ねえ。ぼくはワルい子なの?

―そうだね、きみはワルい子だね。

ワルい子はどうすればいいの?

―ワルい子はね、死ななきゃいけないんだよ。

へえ、そうなんだ。

―だから、きみは死ななきゃいけないんだよ。

そうなのか。ぼくはワルい子だから、死ななくちゃいけなかったんだ。

―そうだよ、きみはとってもとってもワルい子だからね。

ぼくは、どのへんがワルい子なのかな?

―きみは、アリを殺しただろう?

ぼく、アリを殺したの?

―きみはそのおおきな足で、ちいさなアリを踏み殺したんだよ。きみは気付かなかっただけなんだ。

そうなんだ。ぼくはアリを殺しちゃったんだ。

―そう。きみはアリ殺しなんだ。アリ殺しは、死ななくちゃいけないんだ。

そうなんだ。ぼくはアリを殺しちゃったから、アリのために死ななくちゃいけないんだ。

―そうだよ。きみはいい子だね。

ぼくはいい子なの?

―きみはきちんと話を聞く子だからね。
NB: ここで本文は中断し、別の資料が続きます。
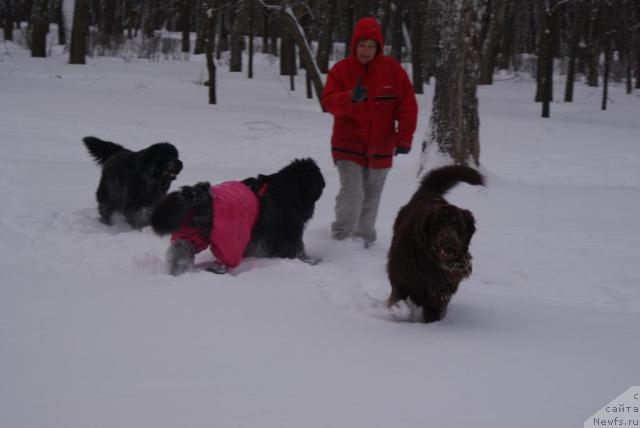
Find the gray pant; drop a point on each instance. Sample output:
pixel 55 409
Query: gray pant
pixel 357 201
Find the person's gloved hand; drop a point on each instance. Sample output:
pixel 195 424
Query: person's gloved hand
pixel 358 93
pixel 402 150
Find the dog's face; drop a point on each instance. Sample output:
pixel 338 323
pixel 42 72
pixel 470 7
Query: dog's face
pixel 448 230
pixel 159 162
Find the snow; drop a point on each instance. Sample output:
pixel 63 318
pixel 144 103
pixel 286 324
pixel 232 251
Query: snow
pixel 94 333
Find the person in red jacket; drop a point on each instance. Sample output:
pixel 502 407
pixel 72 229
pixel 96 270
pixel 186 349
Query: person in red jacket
pixel 374 107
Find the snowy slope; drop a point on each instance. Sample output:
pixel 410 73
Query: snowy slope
pixel 93 333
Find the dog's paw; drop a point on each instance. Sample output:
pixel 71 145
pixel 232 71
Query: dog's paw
pixel 310 260
pixel 180 256
pixel 218 268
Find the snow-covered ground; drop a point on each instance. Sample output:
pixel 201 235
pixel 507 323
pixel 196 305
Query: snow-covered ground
pixel 94 333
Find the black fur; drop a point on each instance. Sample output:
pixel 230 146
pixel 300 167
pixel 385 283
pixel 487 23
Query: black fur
pixel 287 201
pixel 286 206
pixel 429 253
pixel 172 210
pixel 132 182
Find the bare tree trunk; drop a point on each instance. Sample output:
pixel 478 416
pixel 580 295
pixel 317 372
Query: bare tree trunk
pixel 396 31
pixel 79 32
pixel 62 25
pixel 349 17
pixel 325 43
pixel 574 42
pixel 360 9
pixel 307 56
pixel 417 23
pixel 201 28
pixel 454 123
pixel 606 50
pixel 491 42
pixel 39 28
pixel 546 28
pixel 251 25
pixel 594 46
pixel 8 20
pixel 287 52
pixel 237 39
pixel 430 39
pixel 186 25
pixel 209 40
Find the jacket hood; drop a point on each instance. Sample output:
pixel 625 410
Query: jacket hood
pixel 367 28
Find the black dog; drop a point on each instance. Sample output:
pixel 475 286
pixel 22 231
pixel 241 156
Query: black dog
pixel 429 253
pixel 286 203
pixel 132 182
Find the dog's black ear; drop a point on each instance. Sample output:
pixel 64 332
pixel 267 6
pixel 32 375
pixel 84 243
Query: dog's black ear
pixel 470 222
pixel 169 213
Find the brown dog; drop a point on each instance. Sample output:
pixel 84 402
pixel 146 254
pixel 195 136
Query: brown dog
pixel 429 253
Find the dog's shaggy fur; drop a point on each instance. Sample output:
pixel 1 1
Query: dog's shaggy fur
pixel 429 254
pixel 132 182
pixel 287 202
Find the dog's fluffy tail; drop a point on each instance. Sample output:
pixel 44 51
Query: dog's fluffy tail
pixel 441 180
pixel 101 150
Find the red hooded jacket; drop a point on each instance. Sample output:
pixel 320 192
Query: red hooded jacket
pixel 368 132
pixel 235 210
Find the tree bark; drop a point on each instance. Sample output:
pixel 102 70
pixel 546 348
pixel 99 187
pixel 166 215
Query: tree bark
pixel 576 32
pixel 594 46
pixel 62 25
pixel 8 20
pixel 186 25
pixel 209 41
pixel 416 22
pixel 79 32
pixel 39 28
pixel 325 42
pixel 360 9
pixel 237 38
pixel 251 17
pixel 491 42
pixel 430 39
pixel 396 31
pixel 546 28
pixel 454 123
pixel 606 50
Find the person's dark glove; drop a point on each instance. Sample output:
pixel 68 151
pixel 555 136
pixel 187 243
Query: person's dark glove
pixel 358 93
pixel 402 150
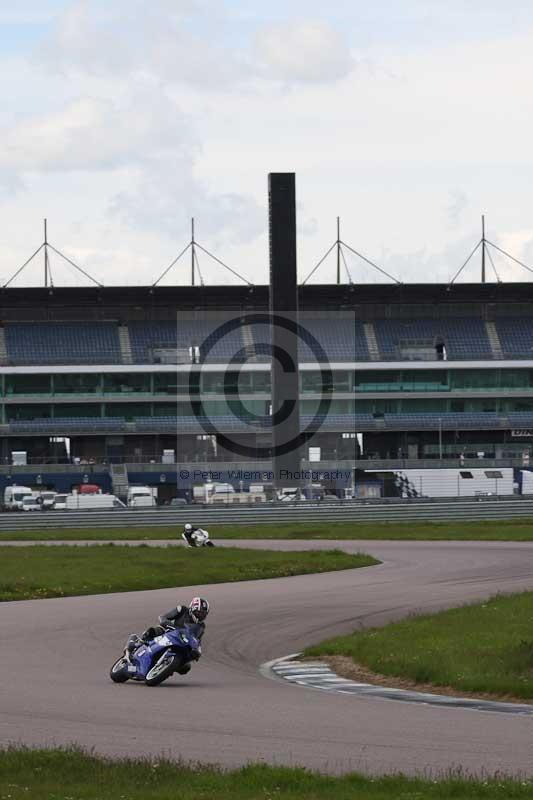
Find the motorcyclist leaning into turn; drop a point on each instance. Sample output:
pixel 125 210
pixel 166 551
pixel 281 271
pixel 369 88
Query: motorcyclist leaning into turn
pixel 193 614
pixel 188 534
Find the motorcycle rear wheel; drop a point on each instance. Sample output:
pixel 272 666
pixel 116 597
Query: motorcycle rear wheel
pixel 162 669
pixel 119 671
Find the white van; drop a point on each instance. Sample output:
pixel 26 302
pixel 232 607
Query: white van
pixel 14 495
pixel 142 496
pixel 46 499
pixel 60 502
pixel 84 502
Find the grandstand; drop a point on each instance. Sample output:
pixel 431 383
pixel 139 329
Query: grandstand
pixel 99 376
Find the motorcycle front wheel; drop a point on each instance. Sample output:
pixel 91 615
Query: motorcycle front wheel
pixel 162 669
pixel 119 671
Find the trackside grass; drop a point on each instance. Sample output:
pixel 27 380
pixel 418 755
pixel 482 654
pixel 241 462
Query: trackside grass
pixel 40 571
pixel 62 774
pixel 485 648
pixel 518 531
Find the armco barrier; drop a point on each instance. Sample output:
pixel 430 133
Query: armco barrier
pixel 465 510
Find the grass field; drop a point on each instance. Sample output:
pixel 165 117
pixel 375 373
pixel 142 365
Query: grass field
pixel 519 531
pixel 41 571
pixel 73 775
pixel 485 648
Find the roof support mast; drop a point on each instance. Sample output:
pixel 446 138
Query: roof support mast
pixel 193 254
pixel 483 249
pixel 338 251
pixel 46 264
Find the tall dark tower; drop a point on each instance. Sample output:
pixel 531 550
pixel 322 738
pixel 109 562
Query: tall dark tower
pixel 284 312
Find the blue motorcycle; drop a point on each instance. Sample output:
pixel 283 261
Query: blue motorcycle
pixel 155 661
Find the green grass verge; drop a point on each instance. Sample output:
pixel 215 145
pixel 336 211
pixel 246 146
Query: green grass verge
pixel 72 774
pixel 521 531
pixel 61 571
pixel 484 648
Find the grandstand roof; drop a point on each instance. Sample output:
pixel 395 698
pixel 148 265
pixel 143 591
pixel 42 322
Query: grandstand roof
pixel 160 302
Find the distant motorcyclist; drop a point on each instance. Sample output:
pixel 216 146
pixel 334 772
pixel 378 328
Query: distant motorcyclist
pixel 193 614
pixel 188 534
pixel 195 537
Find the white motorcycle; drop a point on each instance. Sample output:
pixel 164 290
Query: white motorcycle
pixel 200 539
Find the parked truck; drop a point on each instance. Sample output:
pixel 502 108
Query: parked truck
pixel 14 495
pixel 82 502
pixel 142 496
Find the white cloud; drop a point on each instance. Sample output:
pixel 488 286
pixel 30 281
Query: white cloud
pixel 128 39
pixel 97 134
pixel 307 52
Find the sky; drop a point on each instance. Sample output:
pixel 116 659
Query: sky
pixel 121 120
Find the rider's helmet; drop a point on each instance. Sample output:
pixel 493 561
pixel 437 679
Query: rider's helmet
pixel 198 609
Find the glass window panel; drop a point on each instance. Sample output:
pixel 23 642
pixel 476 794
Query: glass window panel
pixel 28 384
pixel 127 383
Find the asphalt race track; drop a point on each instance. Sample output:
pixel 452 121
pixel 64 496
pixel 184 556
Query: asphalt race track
pixel 56 654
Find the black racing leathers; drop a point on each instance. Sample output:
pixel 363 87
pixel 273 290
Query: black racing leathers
pixel 175 618
pixel 189 536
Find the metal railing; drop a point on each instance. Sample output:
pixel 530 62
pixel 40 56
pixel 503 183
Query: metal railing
pixel 353 511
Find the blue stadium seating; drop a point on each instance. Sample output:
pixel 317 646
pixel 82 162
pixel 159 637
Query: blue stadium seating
pixel 463 338
pixel 215 347
pixel 62 343
pixel 516 337
pixel 343 340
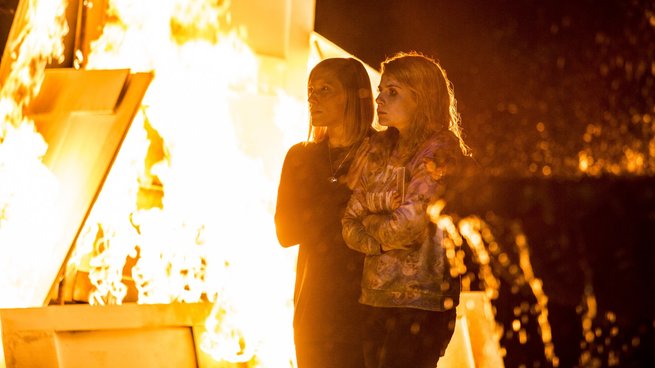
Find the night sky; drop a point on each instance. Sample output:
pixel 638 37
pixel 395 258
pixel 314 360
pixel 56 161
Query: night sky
pixel 541 87
pixel 576 67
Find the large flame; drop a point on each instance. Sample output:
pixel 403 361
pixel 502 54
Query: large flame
pixel 27 188
pixel 211 237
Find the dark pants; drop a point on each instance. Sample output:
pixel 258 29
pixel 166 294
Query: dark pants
pixel 406 337
pixel 329 355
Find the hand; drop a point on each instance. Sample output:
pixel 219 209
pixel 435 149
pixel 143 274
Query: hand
pixel 387 201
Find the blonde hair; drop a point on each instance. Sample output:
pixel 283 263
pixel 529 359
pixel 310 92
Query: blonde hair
pixel 359 98
pixel 436 109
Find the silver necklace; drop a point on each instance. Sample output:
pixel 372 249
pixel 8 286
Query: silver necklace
pixel 333 177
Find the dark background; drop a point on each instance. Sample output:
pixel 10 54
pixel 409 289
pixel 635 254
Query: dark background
pixel 540 84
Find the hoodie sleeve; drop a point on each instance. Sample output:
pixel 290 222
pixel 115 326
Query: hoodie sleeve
pixel 408 224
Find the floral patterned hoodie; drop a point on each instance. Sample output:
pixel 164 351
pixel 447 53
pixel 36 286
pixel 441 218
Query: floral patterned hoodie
pixel 386 219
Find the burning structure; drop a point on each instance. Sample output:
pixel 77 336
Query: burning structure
pixel 139 152
pixel 143 142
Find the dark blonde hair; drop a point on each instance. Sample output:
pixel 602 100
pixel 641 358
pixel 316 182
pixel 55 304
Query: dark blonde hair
pixel 359 98
pixel 436 110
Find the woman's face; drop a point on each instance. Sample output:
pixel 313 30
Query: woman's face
pixel 396 104
pixel 327 99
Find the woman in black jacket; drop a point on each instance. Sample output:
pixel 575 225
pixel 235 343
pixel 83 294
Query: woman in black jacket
pixel 312 196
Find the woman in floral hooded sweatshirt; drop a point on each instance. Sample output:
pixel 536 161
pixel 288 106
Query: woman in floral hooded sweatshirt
pixel 406 279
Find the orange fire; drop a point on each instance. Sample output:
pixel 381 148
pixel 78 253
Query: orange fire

きみはとってもとってもいい子だよ。

いい子だったらどうなるの?

―いい子だったら、ごほうびがもらえるんだよ。

ごほうびってなに?

―きみの好きなこと、何でも叶えられるんだよ。

何でも叶えられるの?

―そう、何でも叶えられる。

じゃあ、どうしてぼくがいい子なのかおしえて。

―ほんとうにそれでいいんだね?

かえてもいい?

―それはいけないことだね。一度決めたことをやめるなんて、ソレはワルい子がすることだ。

ぼく、ワルい子なの?

―そうだね、君はワルい子で、いい子で、やっぱりワルい子だ。

ワルい子はどうなるの?

―ワルい子はね、死ななくちゃいけないんだよ。

どうして死ななくちゃいけないの?

―ワルい子が死ねば、いい子だけが残るだろう?そういうことさ。

なんだ、そういうことか。

―きみは話がわかる子だね。きみはとてもいい子だね。

ぼく、いい子なの?

―ああ。きみはワルい子で、いい子で、やっぱりワルい子で、でもいい子だ。

いい子はどうなるの?

―いい子はね、何でも好きなことを頼むことができるんだ。

好きなことだったら何でもいいの?

―言ってごらん。

死なないからだって、なれるかなあ?

―ソレはムリだね。ムリを言う子はワルい子だよ。

ぼく、ワルい子なの?

―そうだね。きみはワルい子だね。

そうか、ワルい子なのか。

―ああ。キミはワルい子で、いい子で、やっぱりワルい子で、でもいい子で、結局はワルい子なんだ。

ワルい子はどうすればいいの?

―ワルい子はね、死ななくちゃいけないんだ。

ぼく、死なないといけないの?

―そうだよ。

そうなんだ。

―そろそろ時間だよ。最後に何か言うことはある?

死にたくない。

―ありがとう。きみの最後の言葉はきちんと聞いておいたからね。

ありがとう。

―最後の言葉なんだから、もう喋っちゃだめだよ。

ごめん。

―きみは最後までワルい子だったね。でも仕方がないね。きみは頭もワルいんだから。

うん。

―じゃあね。

ぱーん。

―ソレはぼくがもってるこの銃が言う言葉だよ。